Из книги «Тихие зори»
Волки*
Там рощи шумны, фиалки сини…
Это тянулось уже с неделю. Почти каждый день их обкладывали и стреляли. Высохшие, с облезлыми боками, из-под которых злобно торчали ребра, с помутневшими глазами, похожие на каких-то призраков в белых, холодных полях – они лезли без разбору и куда попало, как только их подымали с лежки, и бессмысленно метались и бродили все по одной и той же местности. А охотники стреляли их уверенно и аккуратно. Днем они тяжело залегали в мало-мальски крепких кустиках, икали от голода и зализывали раны, а вечером собирались по нескольку и гуськом бродили по бесконечным, пустым полям. Темное злое небо висело над белым снегом, и они угрюмо плелись к этому небу, а оно безостановочно убегало от них и все было такое же далекое и мрачное.
Было тяжело и скучно на полях.
И волки останавливались, сбивались в кучу и принимались выть; этот их вой, усталый и болезненный, ползал над полями, слабо замирал за версту или за полторы и не имел достаточно силы, чтобы взлететь высоко к небу и крикнуть оттуда про холод, раны и голод.
Белый снег на полях слушал тихо и равнодушно; иногда от их песни вздрагивали и храпели мужицкие лошаденки в обозе, а мужики ругались и подхлестывали.
На полустанке у угольных копей иной раз слышала их молодая барыня-инженерша, прогуливаясь от дому до трактира на повороте, и ей казалось, что поют ей отходную; тогда она закусывала губу, быстро возвращалась домой, ложилась в постель, засовывала голову между подушек и, скрипя зубами, твердила: «Проклятые, проклятые».
Был вечер. Задувал неприятный ветер, и было холодно. Снег был одет в жесткую сухую пленочку, чуть-чуть хряскавшую всякий раз, как на нее наступала волчья лапа, и легкий холодный снежок змейками курился по этому насту и насмешливо сыпал в морды и лопатки волкам. Но сверху снега не шло, и было не очень темно: за облаками вставала луна.
Как всегда, волки плелись – гуськом: впереди седой, мрачный старик, хромавший от картечины в ноге, остальные– угрюмые и ободранные – старались поаккуратнее попадать в следы передних, чтобы не натруживать лап о неприятный, режущий наст.

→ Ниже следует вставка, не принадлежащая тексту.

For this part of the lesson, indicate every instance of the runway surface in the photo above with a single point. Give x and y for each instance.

Темными пятнами ползли мимо кустарники, большие бледные поля, по которым ветер гулял вольно и беззастенчиво, – и каждый одинокий кустик казался огромным и страшным; неизвестно было, не вскочит ли он вдруг, не побежит ли, – и волки злобно пятились, у каждого была одна мысль: «Скорее прочь, пусть все они там пропадают, только бы мне уйти».
И когда в одном месте, пробиваясь по каким-то дальним огородам, они вдруг наткнулись на торчавший из снега шест с отчаянно трепавшейся по ветру обмерзшей тряпкой, все как один кинулись через хромого старика в разные стороны, и только кусочки наста помчались из-под их ног и шурша заскользили по снегу.

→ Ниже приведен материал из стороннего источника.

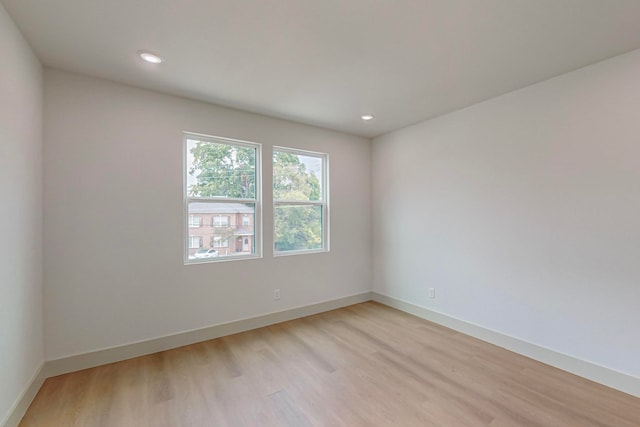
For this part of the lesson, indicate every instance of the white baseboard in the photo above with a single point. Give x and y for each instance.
(128, 351)
(24, 400)
(600, 374)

Потом, когда собрались, самый высокий и худой, с длинной мордой и перекошенными от ужаса глазами, неловко и странно сел в снег.

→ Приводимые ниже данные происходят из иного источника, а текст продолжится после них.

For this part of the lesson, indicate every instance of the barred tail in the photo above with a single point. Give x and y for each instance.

– Я не пойду дальше, – заикаясь говорил он и щелкнул зубами. – Я не пойду, белое кругом… белое все кругом… снег. Это смерть. Смерть это.
И он приник к снегу, как будто слушая.
– Слышите… говорит!
Более здоровые и сильные, впрочем тоже дрожавшие, презрительно оглядели его и поплелись дальше. А он все сидел на снегу и твердил:
– Целое кругом… белое все кругом…
Когда взобрались на длинный, бесконечный взволок, ветер еще пронзительнее засвистел в ушах: волки поежились и остановились.